Their gazes met for a second, maybe a heartbeat too long for a mere glance. But then, Griff had a way of catching her attention—and not just because of his dark brown hair, always a little tousled like he couldn’t stop running his fingers through it, or those cool gray eyes that missed nothing.
Along with being her fellow deputy, Griff was also an operative with Strike Force, the elite investigations and security team that had stepped in after most of the Outlaw Ridge PD was wiped out nine months ago. Nearly the entire department had been rebuilt from scratch, and she and Griff were part of that rebuild.
He wasn’t local, and she had no idea if he was planning to stay in Outlaw Ridge. But in the meantime, he and a handful of other Strike Force operatives had brought experience, tacticalsupport, and access to resources that small-town cops didn’t usually get.

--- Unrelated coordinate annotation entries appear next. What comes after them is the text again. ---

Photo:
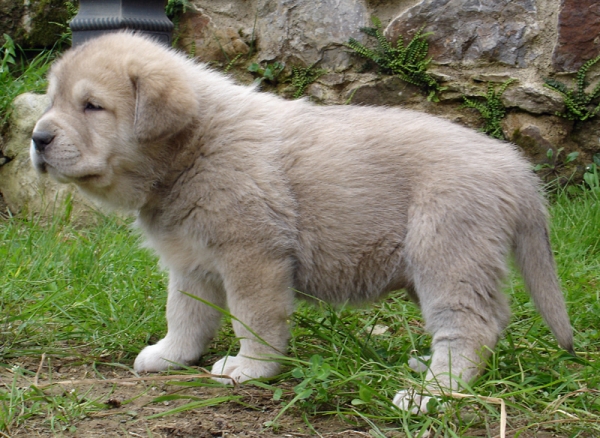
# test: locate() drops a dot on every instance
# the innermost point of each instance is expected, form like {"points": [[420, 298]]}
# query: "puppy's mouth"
{"points": [[86, 179]]}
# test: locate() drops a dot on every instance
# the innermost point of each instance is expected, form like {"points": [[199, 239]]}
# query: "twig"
{"points": [[131, 379], [495, 400], [37, 374]]}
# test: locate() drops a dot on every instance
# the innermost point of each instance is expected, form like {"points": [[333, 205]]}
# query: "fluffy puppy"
{"points": [[247, 197]]}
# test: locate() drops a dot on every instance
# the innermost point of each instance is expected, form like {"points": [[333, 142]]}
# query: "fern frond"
{"points": [[407, 61]]}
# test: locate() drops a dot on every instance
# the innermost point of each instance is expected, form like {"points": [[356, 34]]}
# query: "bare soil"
{"points": [[125, 402]]}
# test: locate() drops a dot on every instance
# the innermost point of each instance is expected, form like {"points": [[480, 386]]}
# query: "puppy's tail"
{"points": [[536, 262]]}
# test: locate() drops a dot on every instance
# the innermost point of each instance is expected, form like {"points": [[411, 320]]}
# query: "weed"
{"points": [[270, 73], [591, 177], [580, 105], [17, 75], [550, 170], [409, 62], [176, 8], [303, 77], [492, 109]]}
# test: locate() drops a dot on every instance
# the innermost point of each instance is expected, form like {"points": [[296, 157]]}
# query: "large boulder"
{"points": [[473, 32]]}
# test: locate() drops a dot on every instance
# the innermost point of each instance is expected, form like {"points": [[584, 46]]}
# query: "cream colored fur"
{"points": [[247, 197]]}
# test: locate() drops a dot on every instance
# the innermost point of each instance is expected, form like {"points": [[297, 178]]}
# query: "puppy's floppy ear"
{"points": [[165, 101]]}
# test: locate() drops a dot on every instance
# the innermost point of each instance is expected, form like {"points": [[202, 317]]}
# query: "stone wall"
{"points": [[472, 43]]}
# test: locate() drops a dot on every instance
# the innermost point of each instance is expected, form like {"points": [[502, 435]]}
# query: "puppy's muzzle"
{"points": [[41, 139]]}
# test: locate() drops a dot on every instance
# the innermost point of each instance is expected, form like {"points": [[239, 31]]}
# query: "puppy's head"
{"points": [[116, 102]]}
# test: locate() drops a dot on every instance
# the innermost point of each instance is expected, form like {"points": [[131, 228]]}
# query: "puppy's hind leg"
{"points": [[191, 323], [463, 307]]}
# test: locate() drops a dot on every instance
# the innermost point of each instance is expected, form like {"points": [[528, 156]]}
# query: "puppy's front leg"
{"points": [[191, 323], [260, 300]]}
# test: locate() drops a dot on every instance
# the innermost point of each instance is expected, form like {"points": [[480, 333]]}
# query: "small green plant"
{"points": [[175, 8], [550, 170], [591, 177], [580, 105], [492, 109], [17, 75], [303, 77], [270, 73], [409, 62]]}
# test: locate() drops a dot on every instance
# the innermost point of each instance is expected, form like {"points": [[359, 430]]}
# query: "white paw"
{"points": [[419, 363], [160, 357], [409, 400], [240, 369]]}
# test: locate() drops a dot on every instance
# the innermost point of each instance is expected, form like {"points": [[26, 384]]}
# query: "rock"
{"points": [[300, 31], [535, 135], [199, 37], [388, 91], [533, 98], [578, 34], [24, 191], [35, 23], [472, 31]]}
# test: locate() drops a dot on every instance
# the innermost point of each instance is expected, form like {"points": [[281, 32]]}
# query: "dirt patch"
{"points": [[119, 404]]}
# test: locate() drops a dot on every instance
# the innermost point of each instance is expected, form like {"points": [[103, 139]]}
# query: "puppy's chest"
{"points": [[183, 253]]}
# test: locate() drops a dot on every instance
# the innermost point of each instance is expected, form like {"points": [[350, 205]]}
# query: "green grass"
{"points": [[92, 293]]}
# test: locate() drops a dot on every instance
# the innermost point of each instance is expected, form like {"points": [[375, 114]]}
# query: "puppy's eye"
{"points": [[92, 107]]}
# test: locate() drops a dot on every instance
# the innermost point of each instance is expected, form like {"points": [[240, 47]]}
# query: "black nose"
{"points": [[41, 139]]}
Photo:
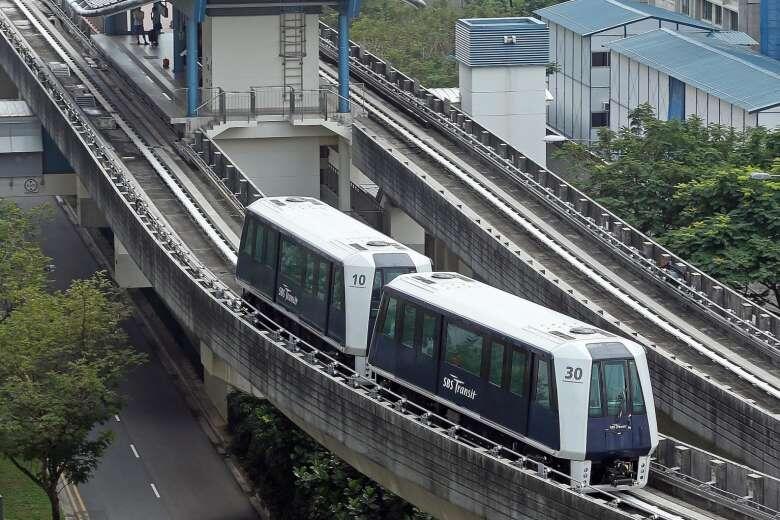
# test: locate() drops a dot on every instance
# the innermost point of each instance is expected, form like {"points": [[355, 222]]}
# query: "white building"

He didn’t stir the pot. Didn’t gossip. He just did the job, cleanly, thoroughly and without fanfare. And sometimes, when he looked at her, Lily couldn’t help but wonder what he saw.
Tonight was one of those times.
He walked over and sat down across from her, tipping his head toward the letter. “You knew him?”
She didn’t expect the question, not in that low, even tone that somehow managed to cut through the late-night stillness.
“Bobby Ray?” she asked. “Yeah,” Lily added when Griff nodded. “Sort of. He was five years older than me. Lived a few streets over. My dad used to hire him to fix things around the house.”
She dropped her gaze back to the case file.
“He was quiet. Polite. Kept to himself. He used to bring his little sister with him sometimes. Wouldn’t let her out of his sight.” She hesitated. “He didn’t seem like someone who’d snap. But people change.”
“You mind giving me the big picture?” he asked, taking a slow sip of his coffee. “What exactly put him away?”
Lily exhaled and leaned back in her chair. Her gaze drifted down to a black-and-white crime scene photo of Hannah Cole, the victim who had haunted this town for fifteen years.
“Hannah Cole was found strangled in the creek just outside town. Her car was parked nearby, keys still inside. Bobby Ray had worked with her at the feed store the summer before. People said he had a thing for her. She wasn’t interested.”
She paused again, flipping to a page in the file with the forensics summary.